If someone asked me to make a list of things I didn’t expect to ever hear again, the question “Do you want to go to a Toys “R” Us?” would be pretty near the top spot. After all of their stores (at least in the United States) closed at the end of June 2018, the House of Geoffrey seemed destined to join Radio Shack as being little more than a memory for those past a certain age. A relic from the days when people had to leave their house to purchase goods.
But much to my surprise, a friend of mine recently invited me to join him on a trip to the now defunct toy store. His wife’s company purchased one of the buildings for its ideal location near a main highway, and before the scrappers came through to clean everything out, he thought I might like a chance to see what was left. Apparently his wife reported there was still “Computers and stuff” still in the building, and as I’m the member of our friend group who gets called in when tangles of wires and sufficiently blinking LEDs are involved, he thought I’d want to check it out. He wasn’t wrong.

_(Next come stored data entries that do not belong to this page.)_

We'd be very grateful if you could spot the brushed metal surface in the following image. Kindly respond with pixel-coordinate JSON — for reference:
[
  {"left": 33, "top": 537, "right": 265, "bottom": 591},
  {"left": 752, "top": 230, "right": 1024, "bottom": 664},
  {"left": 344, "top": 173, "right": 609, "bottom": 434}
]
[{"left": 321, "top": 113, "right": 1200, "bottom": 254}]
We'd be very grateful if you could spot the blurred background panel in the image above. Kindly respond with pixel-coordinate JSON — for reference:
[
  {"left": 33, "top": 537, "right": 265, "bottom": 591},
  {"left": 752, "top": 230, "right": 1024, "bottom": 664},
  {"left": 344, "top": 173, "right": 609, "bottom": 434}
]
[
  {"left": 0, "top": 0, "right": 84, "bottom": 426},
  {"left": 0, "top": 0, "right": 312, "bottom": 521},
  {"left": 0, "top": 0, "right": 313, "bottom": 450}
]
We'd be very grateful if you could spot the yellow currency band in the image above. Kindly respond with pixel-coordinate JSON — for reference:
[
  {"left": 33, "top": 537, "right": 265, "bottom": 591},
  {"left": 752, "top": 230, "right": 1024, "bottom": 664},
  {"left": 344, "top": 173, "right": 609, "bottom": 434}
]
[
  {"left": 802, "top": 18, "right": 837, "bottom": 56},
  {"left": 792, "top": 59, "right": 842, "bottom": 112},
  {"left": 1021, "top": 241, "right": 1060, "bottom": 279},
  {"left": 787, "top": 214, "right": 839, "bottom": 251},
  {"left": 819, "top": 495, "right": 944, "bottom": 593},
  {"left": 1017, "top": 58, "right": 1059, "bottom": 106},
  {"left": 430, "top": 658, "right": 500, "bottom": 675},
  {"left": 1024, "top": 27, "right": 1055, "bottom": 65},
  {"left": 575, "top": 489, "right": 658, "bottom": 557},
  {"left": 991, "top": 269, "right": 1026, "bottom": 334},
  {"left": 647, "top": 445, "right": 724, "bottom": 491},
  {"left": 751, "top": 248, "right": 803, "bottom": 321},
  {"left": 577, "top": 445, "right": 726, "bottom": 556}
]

Readers may recall that Toys “R” Us, like Radio Shack before it, had a massive liquidation sale in the final months of operations. After the inventory was taken care of, there was an auction where the store’s furnishings and equipment were up for grabs. I was told that this location was no different, and yet a good deal of material remained. In some cases there were no bidders, and in others, the people who won the auction never came back to pick the stuff up.
So on a rainy Sunday evening in September, armed with flashlight, camera, and curiosity, I entered a Toys “R” Us for last time in my life. I found not only a stark example of what the changing times have done to retail in general, but a very surprising look at what get’s left behind when the money runs out and the employees simply give up.